Figure 1.

Recombinant Oncolytic Adenovirus KGHV500 Infected SGC7901 Cells

(A) SGC7901 cells were collected, fixed, dehydrated, paraffin embedded, sectioned, stained for H&E, and observed with a microscope at 400×. The cells exhibited the following significant atypia compared to normal cells: cell size varied, cell nuclei were larger and deep dyeing, and the nucleoplasmic ratio was higher. (B) The paraffin-embedded SGC7901 cells were sectioned, and anti-CD46 mAb was used to detect whether CD46 protein was expressed on SGC7901 cell surfaces. It was found that nearly all the cells expressed CD46 protein, which was the receptor for the recombinant oncolytic adenoviruses KGHV500 and KGHV400. (C–F) To further identify whether SGC7901 cells were infected by KGHV500 and KGHV400 adenoviruses, the cells were cocultured with KGHV500 or KGHV400 adenovirus at an MOI of 100 for approximately 48 hr, then observed by transmission electron microscopy.
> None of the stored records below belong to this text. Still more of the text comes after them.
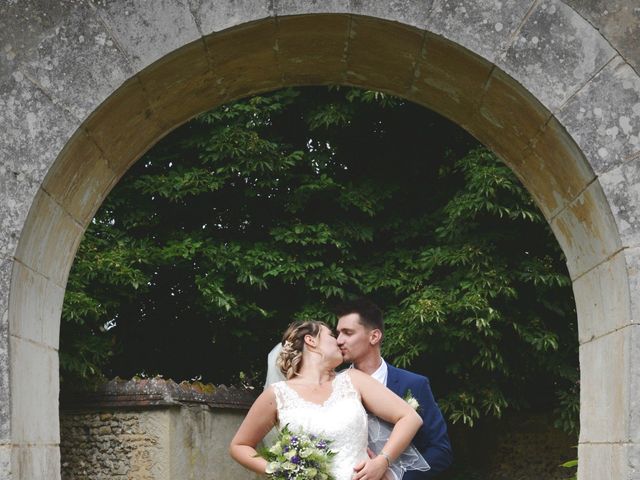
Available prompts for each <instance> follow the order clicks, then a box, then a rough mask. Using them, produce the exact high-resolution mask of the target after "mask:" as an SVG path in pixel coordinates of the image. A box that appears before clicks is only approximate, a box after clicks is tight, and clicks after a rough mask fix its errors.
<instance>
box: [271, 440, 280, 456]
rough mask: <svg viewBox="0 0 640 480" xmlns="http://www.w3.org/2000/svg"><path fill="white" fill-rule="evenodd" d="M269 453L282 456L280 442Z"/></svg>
mask: <svg viewBox="0 0 640 480" xmlns="http://www.w3.org/2000/svg"><path fill="white" fill-rule="evenodd" d="M269 451H270V452H271V453H273V454H275V455H280V454H281V453H282V445H280V442H277V443H274V444H273V446H272V447H271V448H270V449H269Z"/></svg>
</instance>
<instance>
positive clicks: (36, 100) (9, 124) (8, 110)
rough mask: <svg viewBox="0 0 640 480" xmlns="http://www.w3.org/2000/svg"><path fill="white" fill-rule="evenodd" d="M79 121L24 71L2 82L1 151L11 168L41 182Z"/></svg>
mask: <svg viewBox="0 0 640 480" xmlns="http://www.w3.org/2000/svg"><path fill="white" fill-rule="evenodd" d="M79 123H80V122H79V121H78V120H77V119H74V118H73V117H71V116H70V115H69V114H68V113H66V112H65V111H64V110H62V109H61V108H59V107H57V106H56V105H54V104H53V103H52V102H51V100H50V99H49V98H48V97H47V96H46V95H45V94H44V93H43V92H42V90H40V89H39V88H38V87H36V86H35V85H34V84H33V83H32V82H31V81H29V80H28V79H27V78H26V77H25V76H24V75H23V74H22V73H20V72H18V71H16V72H14V74H13V77H11V78H10V79H7V80H6V81H5V82H3V83H0V125H2V128H3V136H2V146H0V149H1V150H0V154H1V155H2V159H1V161H2V163H3V164H4V167H5V168H6V169H7V170H9V171H11V172H14V173H15V174H21V173H22V174H24V175H26V176H27V177H29V178H31V179H33V180H34V181H36V182H41V181H42V179H43V177H44V176H45V174H46V172H47V169H48V168H49V166H50V165H51V164H52V163H53V160H54V159H55V158H56V156H57V155H58V152H59V151H60V150H61V149H62V147H63V145H64V144H65V142H66V139H68V138H69V137H71V135H72V133H73V132H74V131H75V130H76V129H77V128H78V126H79Z"/></svg>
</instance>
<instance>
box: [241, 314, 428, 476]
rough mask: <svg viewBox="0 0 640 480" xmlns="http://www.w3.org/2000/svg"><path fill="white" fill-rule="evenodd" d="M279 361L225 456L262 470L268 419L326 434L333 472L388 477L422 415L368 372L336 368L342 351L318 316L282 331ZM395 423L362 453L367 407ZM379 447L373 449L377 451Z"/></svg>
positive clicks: (275, 423)
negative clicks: (365, 408)
mask: <svg viewBox="0 0 640 480" xmlns="http://www.w3.org/2000/svg"><path fill="white" fill-rule="evenodd" d="M282 345H283V346H282V350H281V352H280V355H279V356H278V366H279V367H280V370H281V371H282V373H283V374H284V375H285V377H286V378H287V380H286V381H281V382H277V383H274V384H272V385H271V386H269V387H268V388H267V389H265V391H264V392H263V393H262V394H261V395H260V396H259V397H258V398H257V399H256V401H255V402H254V404H253V406H252V407H251V409H250V410H249V412H248V413H247V416H246V417H245V419H244V421H243V422H242V425H240V428H239V429H238V431H237V432H236V435H235V437H234V438H233V440H232V441H231V445H230V448H229V451H230V453H231V456H232V457H233V458H234V460H236V461H237V462H238V463H240V464H241V465H243V466H244V467H246V468H248V469H250V470H253V471H254V472H257V473H262V474H264V473H265V471H266V468H267V461H266V460H265V459H263V458H260V457H259V456H257V452H256V446H257V445H258V443H259V442H260V441H261V440H262V439H263V437H264V436H265V435H266V434H267V433H268V432H269V431H270V430H271V429H272V428H273V426H274V425H281V426H284V425H289V428H291V429H295V430H300V431H303V432H305V433H307V434H315V435H317V436H319V437H322V438H325V439H327V440H330V441H331V449H332V450H333V451H334V452H336V455H335V456H334V457H333V460H332V464H331V474H332V476H333V477H334V478H335V479H336V480H352V479H356V480H380V479H382V478H391V477H390V476H387V477H385V475H390V471H389V472H388V468H389V467H390V465H391V464H392V463H393V462H394V460H395V459H396V458H397V457H399V456H400V455H401V454H402V453H403V451H404V450H405V448H407V446H408V445H409V444H410V442H411V439H412V438H413V436H414V435H415V434H416V432H417V431H418V429H419V428H420V426H421V425H422V419H421V418H420V416H419V415H418V414H417V413H416V412H415V411H414V410H413V408H411V407H410V406H409V405H408V404H407V403H406V402H405V401H404V400H402V399H401V398H400V397H398V396H397V395H395V394H394V393H393V392H391V391H390V390H388V389H387V388H386V387H384V386H383V385H382V384H380V383H379V382H377V381H376V380H374V379H373V378H371V377H370V376H369V375H367V374H365V373H362V372H360V371H358V370H356V369H353V368H350V369H347V370H345V371H343V372H341V373H338V374H336V372H335V370H334V369H335V368H336V367H337V366H338V365H340V364H341V363H342V354H341V352H340V349H339V348H338V344H337V342H336V338H335V337H334V335H333V333H332V332H331V330H330V329H329V327H327V326H326V325H325V324H324V323H322V322H317V321H307V322H295V323H293V324H291V325H290V326H289V328H288V329H287V330H286V332H285V333H284V336H283V341H282ZM365 408H366V410H368V411H369V412H371V413H372V414H374V415H376V416H377V417H379V418H381V419H382V420H385V421H387V422H389V423H391V424H394V427H393V430H392V431H391V434H390V436H389V438H388V440H387V441H386V443H385V444H384V446H383V448H382V449H381V450H380V451H378V452H375V453H374V456H373V458H370V457H369V455H368V454H367V436H368V430H367V413H366V411H365ZM375 454H377V455H375Z"/></svg>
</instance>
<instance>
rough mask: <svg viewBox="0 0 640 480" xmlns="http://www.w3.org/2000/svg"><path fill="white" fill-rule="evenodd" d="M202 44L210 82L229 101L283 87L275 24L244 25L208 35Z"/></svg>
mask: <svg viewBox="0 0 640 480" xmlns="http://www.w3.org/2000/svg"><path fill="white" fill-rule="evenodd" d="M205 41H206V45H207V51H208V52H209V55H210V56H211V64H212V70H213V74H214V78H215V80H213V81H215V82H216V83H217V84H218V85H219V86H220V92H221V93H222V94H223V95H224V98H226V99H228V100H229V101H230V100H235V99H237V98H239V97H242V96H249V95H252V94H254V93H256V92H264V91H268V90H275V89H277V88H281V87H282V86H283V83H282V72H281V71H280V67H279V60H278V46H277V29H276V22H275V20H265V21H263V22H257V23H254V24H247V25H243V26H241V27H238V28H234V29H232V30H228V31H225V32H222V33H218V34H215V35H210V36H209V37H206V38H205ZM248 85H251V86H250V87H248ZM247 88H249V90H247Z"/></svg>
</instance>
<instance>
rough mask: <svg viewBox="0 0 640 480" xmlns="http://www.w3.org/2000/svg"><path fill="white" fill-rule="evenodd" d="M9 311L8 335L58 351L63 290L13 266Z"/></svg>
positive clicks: (32, 274)
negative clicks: (10, 335) (42, 345)
mask: <svg viewBox="0 0 640 480" xmlns="http://www.w3.org/2000/svg"><path fill="white" fill-rule="evenodd" d="M12 284H13V289H12V291H11V303H10V307H9V326H10V331H11V335H14V336H17V337H20V338H23V339H26V340H32V341H34V342H36V343H42V344H44V345H46V346H49V347H51V348H54V349H57V348H58V343H59V336H60V311H61V310H62V302H63V300H64V289H63V288H62V287H60V286H59V285H56V284H55V283H53V282H52V281H51V280H49V279H48V278H46V277H44V276H42V275H41V274H39V273H36V272H34V271H33V270H31V269H29V268H27V267H25V266H24V265H22V264H21V263H20V262H15V264H14V267H13V279H12Z"/></svg>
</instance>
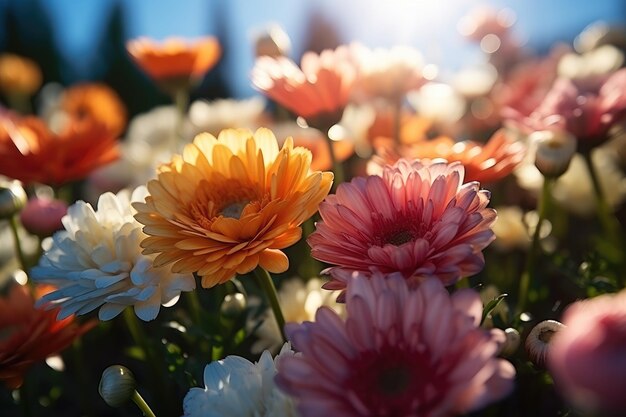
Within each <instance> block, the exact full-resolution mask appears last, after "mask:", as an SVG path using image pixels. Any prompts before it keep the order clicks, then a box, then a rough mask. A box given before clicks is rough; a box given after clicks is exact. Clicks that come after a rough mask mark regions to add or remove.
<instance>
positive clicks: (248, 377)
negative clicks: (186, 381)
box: [183, 343, 297, 417]
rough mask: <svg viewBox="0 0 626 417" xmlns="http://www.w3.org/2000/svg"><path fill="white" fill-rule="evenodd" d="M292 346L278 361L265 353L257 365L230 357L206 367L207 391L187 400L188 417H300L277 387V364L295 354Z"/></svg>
mask: <svg viewBox="0 0 626 417" xmlns="http://www.w3.org/2000/svg"><path fill="white" fill-rule="evenodd" d="M293 354H294V353H293V351H292V350H291V347H290V346H289V344H288V343H286V344H285V345H284V346H283V348H282V349H281V351H280V353H279V354H278V356H277V357H276V359H275V360H273V359H272V355H271V354H270V352H269V351H267V350H266V351H264V352H263V354H262V355H261V358H260V359H259V361H258V362H257V363H254V364H253V363H251V362H250V361H248V360H247V359H244V358H242V357H240V356H228V357H226V359H223V360H221V361H217V362H212V363H210V364H208V365H207V366H206V367H205V368H204V384H205V387H204V388H192V389H190V390H189V392H188V393H187V395H186V396H185V399H184V400H183V411H184V413H185V414H184V415H185V417H296V416H297V414H296V410H295V406H294V403H293V401H292V400H291V399H290V398H289V397H287V396H285V395H284V394H282V393H281V392H280V391H279V390H278V389H277V388H276V386H275V385H274V376H275V375H276V365H275V362H276V361H278V360H280V358H281V357H284V356H291V355H293Z"/></svg>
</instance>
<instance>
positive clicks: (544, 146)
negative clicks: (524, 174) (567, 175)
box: [529, 130, 577, 178]
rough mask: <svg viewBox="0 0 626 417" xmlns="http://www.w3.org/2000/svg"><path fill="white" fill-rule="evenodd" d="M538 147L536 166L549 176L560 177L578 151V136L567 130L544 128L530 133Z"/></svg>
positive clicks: (546, 175)
mask: <svg viewBox="0 0 626 417" xmlns="http://www.w3.org/2000/svg"><path fill="white" fill-rule="evenodd" d="M529 140H530V141H531V143H534V144H535V145H536V147H537V152H536V153H535V166H536V167H537V169H538V170H539V171H540V172H541V173H542V174H543V175H544V176H545V177H548V178H557V177H560V176H561V175H563V174H564V173H565V171H567V168H569V164H570V162H571V161H572V158H573V157H574V153H576V145H577V142H576V138H575V137H574V136H573V135H571V134H570V133H568V132H565V131H552V130H542V131H538V132H534V133H532V134H531V135H530V137H529Z"/></svg>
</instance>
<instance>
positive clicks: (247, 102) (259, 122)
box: [189, 97, 278, 137]
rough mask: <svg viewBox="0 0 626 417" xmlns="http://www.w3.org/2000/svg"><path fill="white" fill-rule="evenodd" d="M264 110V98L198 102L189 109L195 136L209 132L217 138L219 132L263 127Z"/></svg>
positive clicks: (190, 117) (193, 132)
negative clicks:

KGHV500 adenovirus particles were found in the SGC7901 cell nucleus (C) and cytoplasm (D), and KGHV400 adenovirus particles were found in the SGC7901 cell nucleus (E) and cytoplasm (F). (G) The infection efficiency of KGHV500 adenovirus on SGC7901 cells was detected by TCID₅₀, and an MOI of 100 was the best infection efficiency. (H) An MOI of 100 was also the best infection efficiency for KGHV400 adenovirus on SGC7901 cells.